Vitriol and insults are not attributes of good leadership

 Nakuru residents protest against leaders accused of perpetuating hate speech.

Photo credit: File | Nation Media Group

What you need to know:

  • Words can bring discord, cruelty, discrimination and even death.

Debate entails calmness, reason and logical argument. When an interlocutor resorts to insults against a real or imagined opponent, then this is a leader not worth listening to.   

When leaders speak, their words carry heavy implications. Through their rhetoric, leaders can bring hope to the people. Words can bring unity and promote healing.

Similarly, words can bring discord, cruelty, discrimination and even death. This is why recent utterances by some politicians have jolted the country into a debate about the limits of freedom of speech and how leaders should conduct themselves in public. Kenya is no stranger to the dangers of inflammatory rhetoric.

To stop this appetite for unsavoury language and conduct, the country in 2008 passed the National Cohesion and Integration Act that spawned the National Cohesion and Integration Commission.

Yet political leaders continue to prop their careers on labels, derogatory, demeaning and divisive language.

Hate speech has been a key ingredient in political mobilisation; executed on the undying faith in the gullibility of the Kenyan public. When some leaders engage in unpatriotic acts, they cleverly tie their ill feelings to tribal plights.

Personal challenges, including wide ranging illegalities, are twisted to portray a community being hunted down by amorphous forces.

The Kenyan Constitution guarantees the freedom of speech and political pluralism. Opinions are many and ideas on how to move the nation forward are divergent.

However, such diversity can be expressed in ways that protects and consolidates national unity and wellness. There are enough words in any language that can facilitate expression of disagreement without resorting to name-calling and ethnic balkanisation.

As the renowned American linguist and political scientist Noam Chomsky opines, words are the currency of power. Leaders can use words to appeal to our sense of reason; and through persuasion, win the hearts and minds of the electorate.

Similarly, words can stir the animus in all of us, to catastrophic ends. Kenyans should, therefore, consistently and overtly shun the few leaders who resort to fear mongering, anxiety and division as a way of getting back at perceived political enemies.

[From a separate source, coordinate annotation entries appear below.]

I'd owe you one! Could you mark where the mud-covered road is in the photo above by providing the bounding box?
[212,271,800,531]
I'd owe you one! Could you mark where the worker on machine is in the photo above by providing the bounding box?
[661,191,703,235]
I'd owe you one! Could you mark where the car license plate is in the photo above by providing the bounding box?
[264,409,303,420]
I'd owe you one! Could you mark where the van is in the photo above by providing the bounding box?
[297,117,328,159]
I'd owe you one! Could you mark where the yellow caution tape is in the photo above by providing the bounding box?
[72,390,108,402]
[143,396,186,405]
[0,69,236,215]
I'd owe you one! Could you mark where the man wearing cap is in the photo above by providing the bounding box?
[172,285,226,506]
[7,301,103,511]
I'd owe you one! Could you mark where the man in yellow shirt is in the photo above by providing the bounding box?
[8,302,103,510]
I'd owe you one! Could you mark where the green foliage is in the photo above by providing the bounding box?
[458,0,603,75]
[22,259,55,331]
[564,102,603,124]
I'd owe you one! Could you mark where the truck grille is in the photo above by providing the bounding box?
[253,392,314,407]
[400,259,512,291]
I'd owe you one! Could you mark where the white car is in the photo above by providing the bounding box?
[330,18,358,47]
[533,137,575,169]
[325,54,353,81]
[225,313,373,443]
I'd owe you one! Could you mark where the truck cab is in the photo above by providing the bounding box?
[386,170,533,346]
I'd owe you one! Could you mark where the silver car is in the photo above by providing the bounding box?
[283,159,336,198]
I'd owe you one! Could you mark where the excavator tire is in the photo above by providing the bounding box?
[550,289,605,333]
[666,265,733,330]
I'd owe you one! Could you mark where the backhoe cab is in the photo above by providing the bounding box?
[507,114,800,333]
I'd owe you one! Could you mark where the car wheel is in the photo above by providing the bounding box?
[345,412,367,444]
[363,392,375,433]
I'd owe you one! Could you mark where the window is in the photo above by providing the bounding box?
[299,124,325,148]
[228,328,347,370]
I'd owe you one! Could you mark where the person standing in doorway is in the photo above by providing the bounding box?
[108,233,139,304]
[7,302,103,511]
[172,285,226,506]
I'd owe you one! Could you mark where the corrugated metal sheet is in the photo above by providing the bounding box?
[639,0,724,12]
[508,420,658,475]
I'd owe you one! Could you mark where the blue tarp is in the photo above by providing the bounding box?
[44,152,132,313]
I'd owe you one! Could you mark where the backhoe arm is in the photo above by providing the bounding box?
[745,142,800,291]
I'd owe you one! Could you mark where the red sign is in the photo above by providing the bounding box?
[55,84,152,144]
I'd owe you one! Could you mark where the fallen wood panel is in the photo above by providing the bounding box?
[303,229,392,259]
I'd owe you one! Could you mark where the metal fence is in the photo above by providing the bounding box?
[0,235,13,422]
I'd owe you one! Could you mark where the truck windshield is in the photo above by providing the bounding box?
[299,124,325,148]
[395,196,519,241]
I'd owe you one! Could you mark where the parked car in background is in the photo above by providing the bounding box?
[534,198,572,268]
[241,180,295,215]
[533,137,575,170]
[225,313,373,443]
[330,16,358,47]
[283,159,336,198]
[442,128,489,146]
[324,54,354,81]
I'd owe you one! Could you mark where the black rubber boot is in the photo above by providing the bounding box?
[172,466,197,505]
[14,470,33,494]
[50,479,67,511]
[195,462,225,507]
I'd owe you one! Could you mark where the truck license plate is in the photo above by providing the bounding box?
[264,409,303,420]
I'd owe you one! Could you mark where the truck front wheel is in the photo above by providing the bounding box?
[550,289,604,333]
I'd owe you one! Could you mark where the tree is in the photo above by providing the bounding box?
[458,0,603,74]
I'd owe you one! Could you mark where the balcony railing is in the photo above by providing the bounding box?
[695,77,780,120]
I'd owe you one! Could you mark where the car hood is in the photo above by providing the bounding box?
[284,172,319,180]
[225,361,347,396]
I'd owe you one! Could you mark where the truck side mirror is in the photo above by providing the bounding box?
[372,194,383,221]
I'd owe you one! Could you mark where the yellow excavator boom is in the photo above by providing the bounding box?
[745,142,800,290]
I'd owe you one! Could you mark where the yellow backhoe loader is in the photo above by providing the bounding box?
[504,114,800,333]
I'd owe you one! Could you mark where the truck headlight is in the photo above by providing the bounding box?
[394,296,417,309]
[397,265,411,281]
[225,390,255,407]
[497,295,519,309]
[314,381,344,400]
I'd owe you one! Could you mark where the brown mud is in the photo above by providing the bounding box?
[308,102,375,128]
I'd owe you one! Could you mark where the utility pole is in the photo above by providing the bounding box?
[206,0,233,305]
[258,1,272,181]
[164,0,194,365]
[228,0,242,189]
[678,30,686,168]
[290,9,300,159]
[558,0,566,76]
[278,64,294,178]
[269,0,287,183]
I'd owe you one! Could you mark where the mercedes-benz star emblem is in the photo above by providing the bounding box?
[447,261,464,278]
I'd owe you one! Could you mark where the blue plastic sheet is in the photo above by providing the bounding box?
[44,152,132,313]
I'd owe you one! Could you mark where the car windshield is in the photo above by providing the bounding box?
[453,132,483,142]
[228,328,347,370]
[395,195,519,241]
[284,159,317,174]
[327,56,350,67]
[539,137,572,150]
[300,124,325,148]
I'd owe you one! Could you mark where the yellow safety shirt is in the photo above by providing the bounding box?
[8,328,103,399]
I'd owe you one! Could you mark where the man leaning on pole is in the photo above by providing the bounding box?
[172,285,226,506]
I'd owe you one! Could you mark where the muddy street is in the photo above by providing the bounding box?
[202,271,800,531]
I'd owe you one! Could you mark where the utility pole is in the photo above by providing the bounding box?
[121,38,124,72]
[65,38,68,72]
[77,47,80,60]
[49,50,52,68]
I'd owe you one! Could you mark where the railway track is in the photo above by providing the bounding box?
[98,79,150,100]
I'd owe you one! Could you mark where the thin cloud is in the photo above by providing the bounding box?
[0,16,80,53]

Those entrusted with public office should at all times reflect on the infallibility of the oaths they take to serve the people. As someone aptly remarked, there is no good war, just like there is no bad peace.

Kenyans deserve and badly crave a unifying force, a voice of reason, and development conscious leader. That is why they cast their ballot, in the hope that their vote eventually counts.

The responsible agencies should proactively play their role in cutting the value chain of national denigration at the altar of politics. The country should not risk going into another electioneering period where abuse, stigmatisation and victimisation of opponents is the norm rather than an exception.